第7話 バイバイね…… 10 ―彼女は何を願ってしまったのか……―

 10



「空が割れて、《王に選ばれし民》が現れたあの日………私、願ってしまったんだ」


「願った? 何を?」


「このまま、輝ヶ丘ごと、みんなと一緒に死ねないかな………って」


「え……?」


「『何でそんな事を?』って……思うよね。私も、昔の私だったら、桃ちゃんと同じ風に疑問に思ってたと思う………だけどね、私、疲れちゃってたの……」


「………」


『疲れちゃってた』……アイシンはこの言葉に、萌音が抱えていた苦悩や悲しみが全て詰まっている気がした。

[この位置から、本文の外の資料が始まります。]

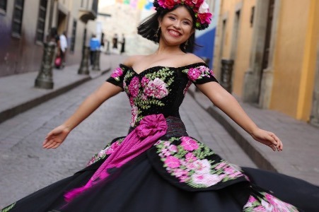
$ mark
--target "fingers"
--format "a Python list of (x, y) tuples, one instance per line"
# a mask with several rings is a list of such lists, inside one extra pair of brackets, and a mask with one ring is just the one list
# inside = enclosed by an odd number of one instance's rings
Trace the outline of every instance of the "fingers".
[(55, 137), (46, 139), (43, 142), (42, 148), (57, 148), (61, 145), (62, 142)]
[[(271, 136), (270, 141), (272, 142), (272, 144), (274, 146), (275, 150), (278, 151), (282, 151), (283, 144), (282, 141), (280, 141), (280, 139), (273, 133), (270, 133), (269, 135)], [(273, 148), (272, 148), (273, 149)]]

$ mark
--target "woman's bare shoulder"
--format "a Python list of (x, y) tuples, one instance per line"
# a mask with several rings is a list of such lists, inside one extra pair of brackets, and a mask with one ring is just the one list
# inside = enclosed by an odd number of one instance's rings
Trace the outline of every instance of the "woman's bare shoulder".
[(183, 61), (185, 64), (192, 64), (204, 62), (203, 59), (192, 53), (187, 53), (183, 57)]
[(141, 61), (141, 59), (143, 59), (146, 56), (145, 55), (134, 55), (134, 56), (131, 56), (128, 58), (127, 58), (123, 62), (122, 64), (127, 66), (129, 67), (132, 67), (134, 66), (134, 64), (138, 61)]

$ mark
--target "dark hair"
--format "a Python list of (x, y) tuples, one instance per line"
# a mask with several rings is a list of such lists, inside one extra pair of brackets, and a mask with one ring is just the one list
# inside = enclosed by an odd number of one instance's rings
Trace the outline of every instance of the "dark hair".
[[(156, 43), (158, 43), (159, 38), (161, 37), (161, 30), (158, 30), (158, 18), (162, 19), (164, 16), (172, 11), (174, 11), (180, 6), (185, 6), (193, 20), (192, 29), (195, 29), (196, 17), (193, 10), (187, 5), (177, 4), (172, 9), (163, 8), (158, 7), (156, 12), (146, 18), (143, 22), (137, 27), (137, 33), (141, 35), (143, 37), (145, 37), (149, 40), (153, 41)], [(157, 34), (157, 36), (156, 35)], [(185, 45), (185, 43), (187, 42)], [(195, 33), (192, 33), (188, 42), (182, 43), (180, 45), (180, 49), (184, 52), (192, 52), (194, 49), (194, 47), (197, 47), (195, 44)]]

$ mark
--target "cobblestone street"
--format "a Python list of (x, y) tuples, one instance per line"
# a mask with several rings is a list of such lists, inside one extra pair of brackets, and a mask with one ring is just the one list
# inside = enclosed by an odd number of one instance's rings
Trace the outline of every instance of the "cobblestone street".
[[(117, 64), (115, 62), (115, 64)], [(114, 67), (112, 67), (114, 68)], [(83, 168), (112, 139), (125, 136), (130, 121), (124, 93), (105, 102), (56, 150), (44, 150), (45, 135), (62, 124), (110, 72), (0, 124), (0, 208)], [(187, 95), (180, 115), (188, 134), (236, 165), (255, 167), (225, 129)]]

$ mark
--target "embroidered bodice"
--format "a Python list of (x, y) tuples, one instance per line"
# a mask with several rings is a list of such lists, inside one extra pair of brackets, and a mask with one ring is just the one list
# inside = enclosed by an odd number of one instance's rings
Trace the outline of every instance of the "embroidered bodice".
[(163, 114), (180, 117), (179, 107), (192, 83), (217, 81), (204, 63), (180, 67), (154, 66), (137, 73), (124, 64), (115, 69), (107, 81), (120, 86), (132, 107), (132, 127), (144, 117)]

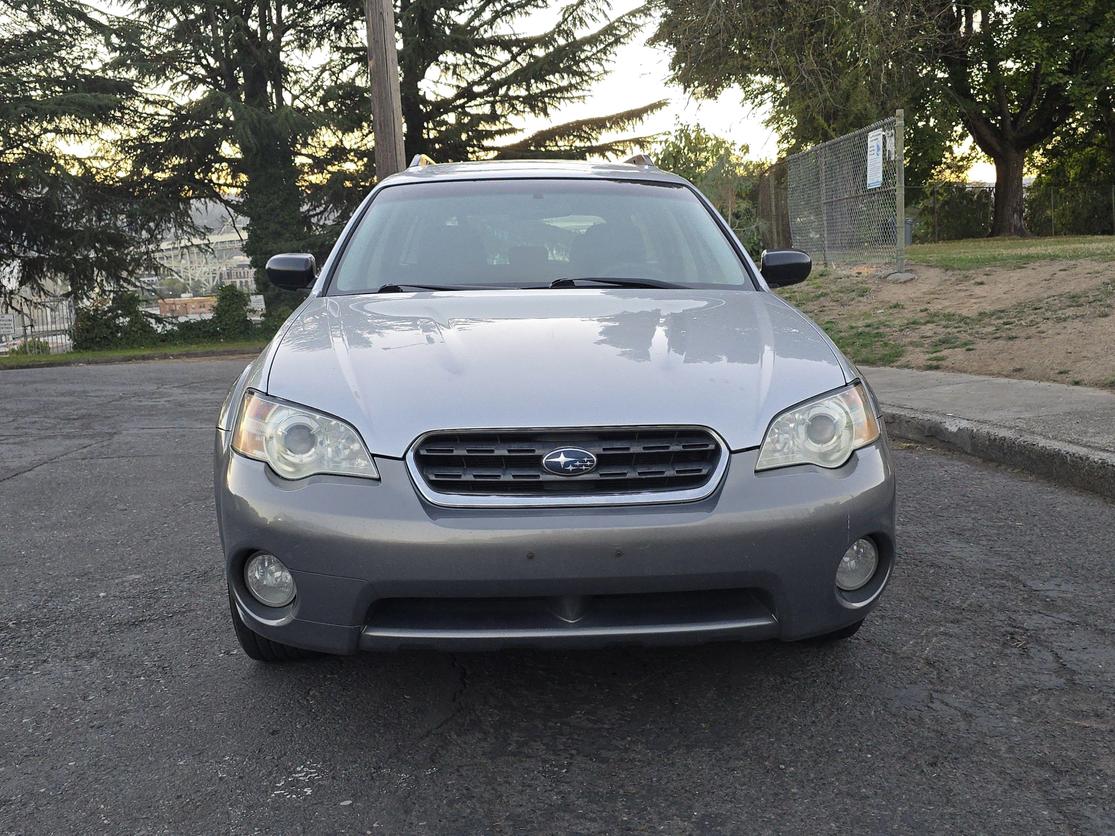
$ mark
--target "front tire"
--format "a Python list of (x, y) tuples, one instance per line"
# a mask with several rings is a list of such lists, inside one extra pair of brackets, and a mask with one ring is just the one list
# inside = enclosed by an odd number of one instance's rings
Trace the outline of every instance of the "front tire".
[(236, 601), (232, 596), (232, 590), (229, 590), (229, 611), (232, 615), (232, 629), (236, 633), (236, 640), (240, 642), (240, 647), (243, 649), (249, 659), (254, 659), (256, 662), (273, 664), (277, 662), (293, 662), (299, 659), (307, 659), (316, 655), (309, 650), (292, 648), (289, 644), (282, 644), (280, 642), (273, 642), (270, 639), (264, 639), (262, 635), (249, 628), (244, 623), (243, 619), (240, 618), (240, 613), (236, 612)]

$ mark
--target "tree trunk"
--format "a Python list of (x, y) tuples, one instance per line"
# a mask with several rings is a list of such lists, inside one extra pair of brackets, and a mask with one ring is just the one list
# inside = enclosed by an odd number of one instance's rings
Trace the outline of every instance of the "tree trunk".
[(1022, 220), (1022, 165), (1026, 152), (1005, 150), (995, 158), (995, 216), (991, 236), (1025, 235)]

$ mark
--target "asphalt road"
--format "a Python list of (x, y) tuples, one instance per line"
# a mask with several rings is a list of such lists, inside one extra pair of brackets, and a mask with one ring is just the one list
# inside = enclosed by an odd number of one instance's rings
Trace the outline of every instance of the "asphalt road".
[(0, 372), (0, 833), (1112, 832), (1115, 505), (900, 449), (840, 647), (239, 652), (235, 361)]

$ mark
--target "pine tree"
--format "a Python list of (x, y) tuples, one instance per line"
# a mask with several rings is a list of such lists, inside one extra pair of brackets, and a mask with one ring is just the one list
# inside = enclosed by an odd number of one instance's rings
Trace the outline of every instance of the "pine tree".
[[(602, 0), (572, 0), (544, 31), (514, 31), (545, 0), (401, 0), (397, 9), (408, 155), (584, 156), (628, 140), (604, 132), (660, 107), (554, 126), (511, 143), (516, 121), (576, 101), (631, 38), (646, 10), (607, 20)], [(146, 173), (248, 218), (246, 251), (328, 246), (374, 175), (360, 0), (134, 0), (120, 57), (151, 89), (149, 121), (128, 139)], [(322, 227), (326, 232), (321, 233)]]
[(112, 23), (74, 0), (0, 0), (0, 300), (133, 284), (185, 222), (105, 142), (135, 100), (101, 66)]

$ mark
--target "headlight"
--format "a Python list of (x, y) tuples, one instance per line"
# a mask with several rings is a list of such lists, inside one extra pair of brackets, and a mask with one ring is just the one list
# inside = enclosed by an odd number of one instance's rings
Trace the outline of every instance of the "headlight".
[(360, 436), (345, 421), (251, 389), (240, 407), (232, 448), (266, 461), (288, 479), (327, 473), (379, 478)]
[(787, 409), (770, 422), (756, 470), (789, 465), (840, 467), (879, 438), (879, 420), (862, 383)]

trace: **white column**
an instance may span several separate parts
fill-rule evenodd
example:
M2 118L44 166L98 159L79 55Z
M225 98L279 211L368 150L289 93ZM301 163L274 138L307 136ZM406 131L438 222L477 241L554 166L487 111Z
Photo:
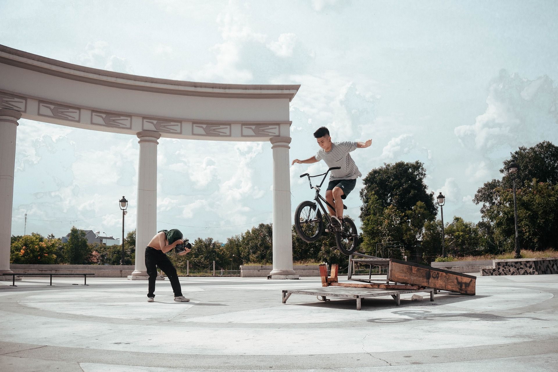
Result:
M13 169L16 164L16 131L21 113L0 109L0 277L9 269L13 201Z
M298 279L292 269L291 177L288 144L291 137L270 139L273 152L273 269L272 279Z
M145 248L157 233L157 132L142 131L140 141L138 167L137 216L136 227L136 267L128 279L146 279Z

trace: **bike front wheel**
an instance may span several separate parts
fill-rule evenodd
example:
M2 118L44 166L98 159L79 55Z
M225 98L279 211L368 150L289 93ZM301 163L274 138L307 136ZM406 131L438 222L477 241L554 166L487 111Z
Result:
M348 217L343 219L342 230L335 231L335 243L339 250L345 255L351 255L356 250L358 233L353 220Z
M313 243L320 239L323 226L316 203L307 200L299 204L295 212L295 229L303 240Z

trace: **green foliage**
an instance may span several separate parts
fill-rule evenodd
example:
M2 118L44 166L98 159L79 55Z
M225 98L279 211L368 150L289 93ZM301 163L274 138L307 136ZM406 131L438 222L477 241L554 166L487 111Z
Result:
M105 245L99 243L88 244L91 254L88 260L97 265L119 265L122 259L122 246L121 245ZM123 264L133 265L132 254L127 244L124 246L124 260Z
M429 194L426 191L426 177L424 165L418 160L414 163L384 163L384 166L373 169L363 179L364 187L360 190L363 201L360 218L372 212L368 206L373 195L383 209L393 206L396 210L404 212L421 201L426 211L435 215L437 207L434 204L434 193Z
M455 257L452 256L446 256L445 257L437 257L434 262L451 262L456 260Z
M427 192L424 183L426 175L420 161L398 162L373 169L364 177L361 252L375 254L377 245L389 241L400 241L404 247L402 252L389 250L389 257L402 258L415 251L425 224L437 213L434 193Z
M241 236L242 255L247 261L271 264L273 262L273 226L260 224Z
M85 233L73 226L70 230L68 241L66 243L65 255L68 263L85 264L89 263L91 249L87 244Z
M12 263L52 264L56 263L56 239L45 240L32 233L12 239L10 249Z
M454 217L445 233L446 253L463 256L477 251L480 245L480 233L477 225L461 217Z
M519 171L507 174L515 158ZM482 204L483 221L489 253L510 252L514 247L513 182L517 189L518 240L521 248L533 250L558 247L558 147L543 141L511 154L500 170L502 180L486 182L473 201Z

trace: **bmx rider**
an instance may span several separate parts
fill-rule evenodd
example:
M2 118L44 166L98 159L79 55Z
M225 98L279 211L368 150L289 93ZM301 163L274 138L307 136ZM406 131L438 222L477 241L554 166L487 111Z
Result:
M320 148L312 157L299 160L295 159L291 165L297 164L311 164L321 160L328 167L340 167L340 169L331 171L329 183L325 191L325 200L334 206L335 210L328 206L331 216L331 224L338 229L343 226L343 199L353 191L357 185L357 178L362 176L357 165L350 156L350 152L357 148L369 147L372 139L364 142L332 142L329 131L325 127L321 127L314 133Z

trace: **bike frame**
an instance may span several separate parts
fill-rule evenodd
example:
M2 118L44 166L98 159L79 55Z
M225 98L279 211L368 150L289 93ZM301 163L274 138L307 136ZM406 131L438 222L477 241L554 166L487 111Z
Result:
M324 202L327 204L328 206L329 206L333 210L335 210L335 207L328 202L328 201L325 200L325 198L324 198L320 194L320 191L321 188L321 185L323 185L324 181L325 180L325 177L328 176L328 173L329 173L329 171L340 168L341 167L332 167L331 168L328 169L327 172L326 172L325 173L323 173L321 175L310 176L307 173L305 173L304 175L300 175L301 178L304 177L305 176L307 176L308 177L308 183L310 183L310 189L314 189L314 190L316 190L316 194L314 195L314 200L316 201L318 205L320 206L320 207L321 208L321 210L324 211L324 215L325 217L325 219L328 220L328 223L329 224L331 224L331 221L330 220L329 214L328 213L328 211L326 210L325 207L324 207L324 205L321 204L321 201L320 201L320 199L323 200ZM320 177L320 176L323 176L324 178L322 178L321 182L320 182L320 185L312 186L312 180L310 180L310 178L313 178L314 177Z

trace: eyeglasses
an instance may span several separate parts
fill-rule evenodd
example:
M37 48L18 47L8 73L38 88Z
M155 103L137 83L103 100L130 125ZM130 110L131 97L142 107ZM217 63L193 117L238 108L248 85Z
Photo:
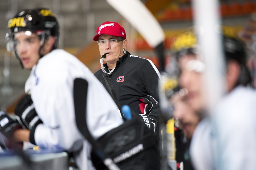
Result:
M98 43L98 44L99 46L103 46L106 44L106 42L108 41L108 43L110 45L116 43L117 42L119 41L123 41L123 39L109 39L108 40L99 40L97 41L97 42Z

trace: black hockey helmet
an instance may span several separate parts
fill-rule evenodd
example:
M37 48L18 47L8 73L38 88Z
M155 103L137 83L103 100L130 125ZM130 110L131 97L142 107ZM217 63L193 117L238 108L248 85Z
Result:
M58 48L59 26L57 19L50 10L45 8L24 9L20 11L10 19L6 36L6 48L9 51L15 51L16 34L29 31L38 35L44 41L49 36L54 37L55 43L53 49Z

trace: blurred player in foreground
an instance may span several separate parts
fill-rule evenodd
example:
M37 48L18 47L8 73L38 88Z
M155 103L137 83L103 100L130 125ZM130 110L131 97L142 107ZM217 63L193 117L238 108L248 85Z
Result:
M212 115L207 114L205 109L202 73L206 68L197 47L196 36L193 32L184 34L187 44L180 46L183 50L179 58L181 67L198 76L192 79L188 74L180 77L180 82L188 90L188 103L204 117L194 132L190 149L193 164L199 170L256 167L256 91L251 88L243 44L226 34L228 30L223 30L226 93Z
M8 49L13 50L23 67L31 72L25 84L27 95L16 108L18 121L1 111L1 131L17 142L30 142L49 149L63 149L73 154L80 169L94 169L91 145L76 124L74 80L82 78L88 82L84 105L88 128L95 138L123 123L116 105L83 64L57 49L59 24L50 10L21 11L9 20L8 28ZM105 101L99 104L102 98Z

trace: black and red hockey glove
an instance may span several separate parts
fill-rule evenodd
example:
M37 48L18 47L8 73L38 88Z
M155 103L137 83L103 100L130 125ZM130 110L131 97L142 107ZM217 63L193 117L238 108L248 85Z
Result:
M148 115L158 103L153 97L149 95L140 98L139 100L141 102L139 104L140 112L141 113Z
M21 100L14 112L16 119L23 129L31 130L43 123L37 115L29 95L26 95Z

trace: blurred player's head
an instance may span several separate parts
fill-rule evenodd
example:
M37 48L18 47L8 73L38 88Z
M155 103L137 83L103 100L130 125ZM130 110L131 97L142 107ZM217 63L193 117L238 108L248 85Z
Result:
M106 54L102 58L109 67L115 66L119 58L125 53L126 39L124 29L117 22L107 21L97 28L93 40L97 41L101 56Z
M204 103L203 81L201 73L204 65L198 58L195 35L192 32L179 34L172 44L180 68L179 83L188 93L184 97L194 109L199 110Z
M178 121L179 126L178 127L181 129L186 138L190 140L202 117L188 103L184 97L187 93L186 89L180 89L174 93L172 101L174 105L173 116Z
M223 29L222 39L227 69L226 90L230 92L238 85L246 86L251 81L250 72L246 66L246 56L241 41L227 34ZM181 86L188 91L188 102L196 110L202 111L206 105L203 93L201 73L205 66L199 52L197 37L193 32L178 36L173 49L176 53L181 70Z
M7 50L15 52L25 68L31 68L40 58L58 48L59 24L50 9L21 11L9 20L7 28Z

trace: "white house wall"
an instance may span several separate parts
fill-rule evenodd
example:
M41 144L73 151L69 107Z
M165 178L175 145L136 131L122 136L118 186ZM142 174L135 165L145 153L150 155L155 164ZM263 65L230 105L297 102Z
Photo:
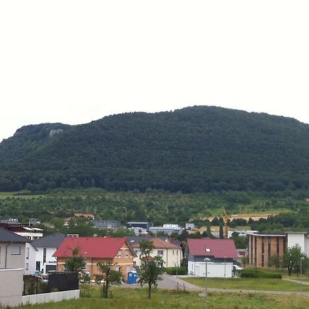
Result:
M23 268L0 269L0 306L15 307L21 304Z
M225 263L225 277L231 278L232 276L233 264ZM196 277L205 277L205 264L202 262L188 262L187 272L189 275ZM207 277L225 277L225 263L207 263Z
M27 248L29 248L29 256L27 256ZM36 270L36 250L29 242L26 243L25 259L25 274L34 275Z
M41 262L40 272L44 275L46 273L46 264L52 265L56 264L57 260L54 258L52 255L56 252L57 248L46 248L46 262L43 264L43 249L44 248L36 248L38 251L36 254L36 262L39 261Z
M21 247L20 254L12 254L14 247ZM25 267L25 242L0 242L0 268L24 268ZM6 259L6 265L5 265Z
M163 251L162 259L163 260L163 266L164 267L176 267L176 266L180 266L181 265L182 262L182 252L181 250L176 249L154 249L154 251L151 253L150 255L154 258L156 255L158 255L158 250L159 251ZM135 249L135 252L137 253L137 257L133 259L133 262L135 265L141 266L141 260L139 260L140 251L139 249ZM178 255L177 255L178 252Z
M301 250L305 251L305 236L301 233L288 233L288 247L299 244Z

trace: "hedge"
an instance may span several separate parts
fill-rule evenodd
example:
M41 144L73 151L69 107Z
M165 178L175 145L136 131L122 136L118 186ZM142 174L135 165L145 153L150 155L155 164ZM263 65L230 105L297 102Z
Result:
M282 279L282 275L279 273L266 271L262 269L243 269L240 271L242 278L275 278Z
M186 267L167 267L166 273L168 275L187 275L187 271Z

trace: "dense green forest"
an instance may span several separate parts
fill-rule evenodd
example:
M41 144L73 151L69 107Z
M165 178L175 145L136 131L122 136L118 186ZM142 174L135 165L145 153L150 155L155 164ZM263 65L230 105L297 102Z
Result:
M25 195L23 195L25 194ZM176 223L184 226L194 222L197 227L220 225L225 209L229 214L278 214L253 222L233 219L230 227L242 229L249 226L262 232L284 232L309 229L309 191L298 190L293 196L284 192L232 192L181 194L163 190L111 192L100 188L84 190L58 189L49 194L27 195L27 192L0 194L0 218L17 218L27 222L30 218L49 222L62 229L64 219L76 212L93 214L95 219L150 221L154 225ZM215 216L211 221L207 217ZM72 225L71 232L91 235L89 225ZM77 232L76 232L77 233Z
M306 190L308 140L295 119L213 106L32 125L0 144L0 191Z

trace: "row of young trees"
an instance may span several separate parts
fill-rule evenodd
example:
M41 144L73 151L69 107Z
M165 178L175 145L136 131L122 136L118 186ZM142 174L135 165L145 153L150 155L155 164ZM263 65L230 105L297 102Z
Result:
M151 297L152 287L157 287L158 282L161 279L161 275L165 272L162 257L157 255L150 256L154 247L151 240L143 240L139 243L141 254L141 266L139 269L139 283L141 286L148 285L148 298ZM72 251L73 256L67 258L65 262L65 268L68 271L75 271L81 273L85 267L84 258L80 256L79 249L75 248ZM103 282L101 288L101 295L104 298L110 295L110 287L112 284L119 285L122 282L122 274L120 271L115 271L117 263L107 262L98 263L100 274L95 275L97 282ZM90 279L90 278L89 278Z
M297 276L301 270L306 270L309 266L308 257L302 251L299 244L290 247L282 257L277 254L271 256L269 260L271 267L284 267L288 269L288 275L291 275L292 271L295 271Z

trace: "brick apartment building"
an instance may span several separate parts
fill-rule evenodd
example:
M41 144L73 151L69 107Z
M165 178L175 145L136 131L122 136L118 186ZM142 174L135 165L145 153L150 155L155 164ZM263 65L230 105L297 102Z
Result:
M124 279L128 271L133 269L135 252L126 238L110 237L67 237L54 253L57 258L57 271L63 271L68 258L72 258L73 250L78 249L78 256L85 260L85 270L93 278L99 275L98 262L113 262L113 268L121 271Z
M286 249L285 234L268 235L248 233L249 264L256 267L268 267L273 254L282 256Z

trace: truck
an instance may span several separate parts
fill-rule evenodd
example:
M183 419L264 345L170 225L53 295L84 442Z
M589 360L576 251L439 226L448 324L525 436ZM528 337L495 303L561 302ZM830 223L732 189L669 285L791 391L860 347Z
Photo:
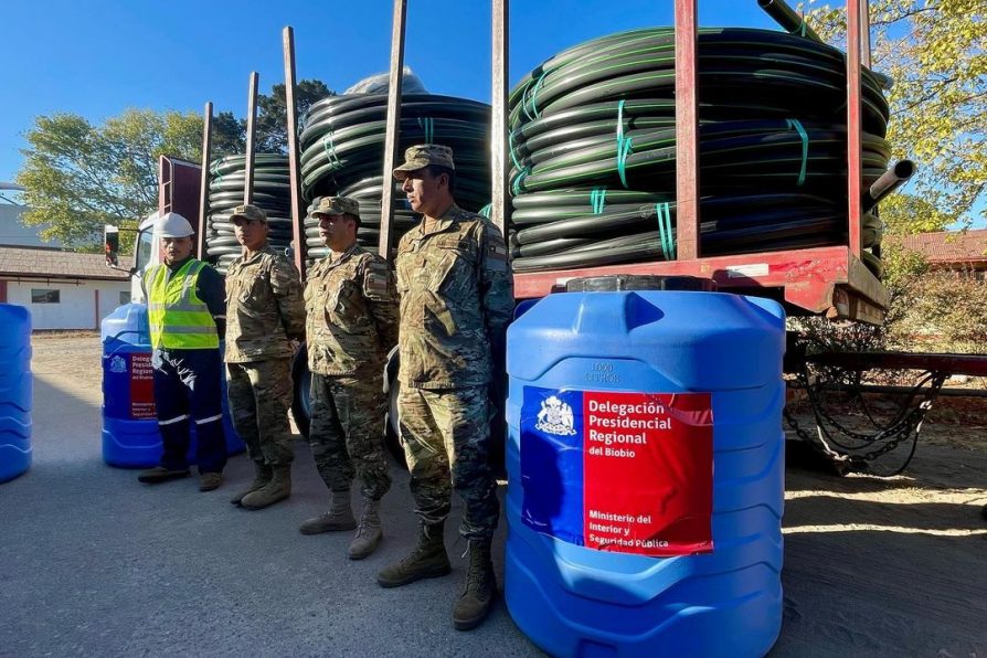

「お父さん………本当に何も相談してくれなかったんだ。でも、私、さっき桃ちゃんが呼び掛けてくれた時に、やっと気付いた。私、お父さんに似てるんだって。私も同じ事してたんだって。何も教えてくれないで、一人で悩んでたって知って、私も凄く悲しかったのに……後で知っても何も出来ないもんね。力になりたいなって思っても、全てが終わった後じゃ後悔しか出来ないよね。私も、お父さんの力になりたかった………だから桃ちゃんごめん。弱音を吐きたくないとかじゃなくて、ちゃんと桃ちゃんに相談すれば良かったね………」


「ううん……謝らないで下さい。これからだから。これから、力にならせて下さい」


「うん……桃ちゃんは本当に優しいな。あぁ……でも、どこから話そう。話そうと思うと、どこから話せば良いのか分からなくなる……」


 萌音は頭痛を抑える様に頭を抱えた。


 その姿を見て、アイシンは励ます様に言う。


「どこからでも良いです……全部話してほしいですけど。先輩が話しやすい順番で良いですよ」


「うん……そっか、分かった。でも、始めから話した方が良いよね………」


 そう言うと萌音は、一旦深呼吸をした。人間の姿に戻ってからの萌音は、痙攣や荒い呼吸は無くなったが、代わりに大分興奮した様子を見せていた。


「ふぅ……」


 その興奮を深呼吸で落ち着かせると、萌音は話し出す。

 今までアイシンには話さずにいた出来事の全てを。時には涙を浮かべて、時には声を詰まらせながら。